A 10-day strike by truckers over high fuel prices in May exacerbated these issues, leading Brazil’s Ibovespa stock index to plummet. Price-to-earnings ratios for the country’s equities are now trending close to levels seen during the “worst moments” of the 2016 political crisis surrounding President Dilma Rousseff’s impeachment, noted Pedro Martins, head of Latin America equity research at JPMorgan.
“We do see that structurally the country is sturdier, with low inflation, low rates, solid external accounts, and plenty of reserves,” Martins said. “Election jitters were brought to the forefront by May’s truckers’ strike.

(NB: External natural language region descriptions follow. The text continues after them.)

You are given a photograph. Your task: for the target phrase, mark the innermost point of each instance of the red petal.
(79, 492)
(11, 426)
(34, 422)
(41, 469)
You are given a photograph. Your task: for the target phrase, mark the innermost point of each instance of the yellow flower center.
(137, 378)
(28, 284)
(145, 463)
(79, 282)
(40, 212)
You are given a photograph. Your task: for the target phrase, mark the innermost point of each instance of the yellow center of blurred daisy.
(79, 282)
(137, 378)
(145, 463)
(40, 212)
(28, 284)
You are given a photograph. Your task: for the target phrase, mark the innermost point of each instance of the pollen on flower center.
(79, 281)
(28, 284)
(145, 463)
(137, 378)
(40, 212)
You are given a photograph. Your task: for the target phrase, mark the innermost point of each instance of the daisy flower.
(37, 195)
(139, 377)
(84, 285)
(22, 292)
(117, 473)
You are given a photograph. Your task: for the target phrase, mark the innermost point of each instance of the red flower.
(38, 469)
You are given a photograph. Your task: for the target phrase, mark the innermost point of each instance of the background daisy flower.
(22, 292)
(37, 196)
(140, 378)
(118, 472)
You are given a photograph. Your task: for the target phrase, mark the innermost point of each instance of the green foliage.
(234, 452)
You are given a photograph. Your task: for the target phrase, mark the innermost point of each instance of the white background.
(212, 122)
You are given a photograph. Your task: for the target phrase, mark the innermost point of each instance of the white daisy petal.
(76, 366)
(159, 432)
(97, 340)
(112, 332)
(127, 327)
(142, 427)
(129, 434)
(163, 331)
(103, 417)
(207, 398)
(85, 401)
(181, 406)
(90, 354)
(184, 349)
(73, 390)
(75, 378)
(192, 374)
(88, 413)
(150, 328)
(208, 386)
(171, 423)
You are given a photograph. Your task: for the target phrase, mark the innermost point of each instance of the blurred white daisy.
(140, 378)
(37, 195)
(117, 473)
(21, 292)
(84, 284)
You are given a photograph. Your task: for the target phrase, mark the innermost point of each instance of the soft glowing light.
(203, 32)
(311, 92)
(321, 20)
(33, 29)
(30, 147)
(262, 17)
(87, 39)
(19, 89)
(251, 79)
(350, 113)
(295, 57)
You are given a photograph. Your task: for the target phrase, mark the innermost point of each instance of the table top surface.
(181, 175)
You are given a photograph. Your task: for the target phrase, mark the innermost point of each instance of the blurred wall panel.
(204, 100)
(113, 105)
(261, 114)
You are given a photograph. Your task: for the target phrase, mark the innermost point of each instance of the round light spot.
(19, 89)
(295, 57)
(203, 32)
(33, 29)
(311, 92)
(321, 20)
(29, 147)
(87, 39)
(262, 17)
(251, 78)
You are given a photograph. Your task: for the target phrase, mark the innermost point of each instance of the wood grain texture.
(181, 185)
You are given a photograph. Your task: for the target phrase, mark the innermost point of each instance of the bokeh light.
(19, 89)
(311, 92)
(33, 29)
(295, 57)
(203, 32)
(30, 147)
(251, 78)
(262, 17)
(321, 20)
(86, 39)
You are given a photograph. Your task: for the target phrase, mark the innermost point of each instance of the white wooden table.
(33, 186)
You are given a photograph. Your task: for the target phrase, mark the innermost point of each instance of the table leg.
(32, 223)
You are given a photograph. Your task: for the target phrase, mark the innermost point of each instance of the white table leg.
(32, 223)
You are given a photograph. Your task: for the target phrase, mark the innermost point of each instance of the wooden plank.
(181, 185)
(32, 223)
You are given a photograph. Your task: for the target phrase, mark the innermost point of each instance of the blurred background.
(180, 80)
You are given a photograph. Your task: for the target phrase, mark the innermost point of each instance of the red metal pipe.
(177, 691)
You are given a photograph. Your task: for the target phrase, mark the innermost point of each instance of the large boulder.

From here we think polls could be a bit more market friendly at the same time that commitments to a minimum agenda on social security could become more evident.”
Other research heads emphasized the need to address Brazil’s large fiscal deficit. “The market has been vocal about fiscal reform,” BTG Pactual’s Sequeira said. “Because of this big imbalance, the Brazilian elections become much more important, and the country must elect someone who can deal with it so it’s less impacted by higher rates in the U.S.”
The main challenge, according to Itaú BBA’s Cherman, is to harness support for a comprehensive fiscal reform that “curbs, or at least slows, public spending growth,” which he believes has a large upside for the country.
“The biggest opportunity is to create the conditions to ensure that in the next monetary policy hiking cycle, interest rates do not go back to double-digit levels,” he added.
The draw to invest in Brazil is the same as in any emerging market, where clients want to see a return of economic growth, Cherman said.
“Brazil has great potential in the coming upward cycle,” he said. “After falling massively in previous years, the Ibovespa’s earnings today are at a level similar to 2011.”